La relación entre la escenografía y el contenido del texto se hace aún más patente en el uso que hace de los paneles dobles, en los verdes escenifica un diálogo consigo mismo sobre las deficiencias del arte actual, su falta de riesgo y de criterio. Este diálogo está marcado por la línea que separa los paneles, y adquiere un tono cómico, que pasa a ser solemne cuando, colocándose en la otra pareja de paneles, se sitúa detrás y recita el único texto no leído: el famoso monólogo de Hamlet, hito en la historia del teatro, y que le da el título a la representación, aunque alterado, en lugar de ser o no ser, para Valcárcel es “Estar o no estar”.
De este modo, a través de reflexiones sobre la naturaleza del teatro y del arte, con una clara postura a favor de la interdisciplinaridad y algunos datos históricos como la expulsión de los bailarines de Roma por sus pasiones libidinosas o la prohibición de casarse con actores, Valcárcel insiste en la idea de desvirtuar el tinglado del teatro, de la farsa y de que la representación siempre queda fuera de la obra.
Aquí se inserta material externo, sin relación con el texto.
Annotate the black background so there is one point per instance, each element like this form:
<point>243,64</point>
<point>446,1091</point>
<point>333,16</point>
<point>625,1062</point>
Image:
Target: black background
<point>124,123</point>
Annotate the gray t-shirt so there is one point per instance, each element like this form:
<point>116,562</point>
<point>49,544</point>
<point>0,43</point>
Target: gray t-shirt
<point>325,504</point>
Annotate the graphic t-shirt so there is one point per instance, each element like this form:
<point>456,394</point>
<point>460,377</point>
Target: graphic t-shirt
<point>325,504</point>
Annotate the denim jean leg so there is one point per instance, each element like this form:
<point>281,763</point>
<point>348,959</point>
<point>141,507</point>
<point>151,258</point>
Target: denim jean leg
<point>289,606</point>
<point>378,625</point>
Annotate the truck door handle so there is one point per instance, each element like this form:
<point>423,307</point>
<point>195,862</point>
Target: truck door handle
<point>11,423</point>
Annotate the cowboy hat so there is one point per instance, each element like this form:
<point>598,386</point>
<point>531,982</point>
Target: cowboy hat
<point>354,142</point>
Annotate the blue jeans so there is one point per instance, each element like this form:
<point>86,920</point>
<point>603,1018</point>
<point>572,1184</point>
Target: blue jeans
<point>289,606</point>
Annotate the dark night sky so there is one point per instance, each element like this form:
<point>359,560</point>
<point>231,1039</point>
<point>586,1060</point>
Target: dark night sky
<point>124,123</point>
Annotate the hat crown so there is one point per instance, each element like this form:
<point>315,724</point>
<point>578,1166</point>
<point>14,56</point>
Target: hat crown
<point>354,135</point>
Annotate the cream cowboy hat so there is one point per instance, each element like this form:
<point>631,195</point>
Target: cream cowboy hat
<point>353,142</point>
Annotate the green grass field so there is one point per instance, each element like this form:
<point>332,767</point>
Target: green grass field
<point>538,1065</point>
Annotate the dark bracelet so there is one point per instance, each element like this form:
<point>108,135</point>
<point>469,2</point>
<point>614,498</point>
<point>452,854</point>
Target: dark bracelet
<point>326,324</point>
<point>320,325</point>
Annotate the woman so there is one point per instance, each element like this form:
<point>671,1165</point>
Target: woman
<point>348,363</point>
Con perfección formal reflejada en la obsesión por el número tres, pues tres son los actos, tres las veces que cambia el vestuario, tres los instrumentos que utiliza en los dos primeros actos y tres las veces que hay un cambio de iluminación, a la que él mismo hace referencia diciendo que son “señal del fantasma”, el artista disecciona todos los elementos del teatro, extrapolándolos en gran medida al arte plástico y cuestionando sus límites. Tras este ejercicio de desautomatización, presente a lo largo de toda su carrera, vuelve al principio sentándose en la mesa y sentencia: “he aquí el tinglado de la antigua farsa”.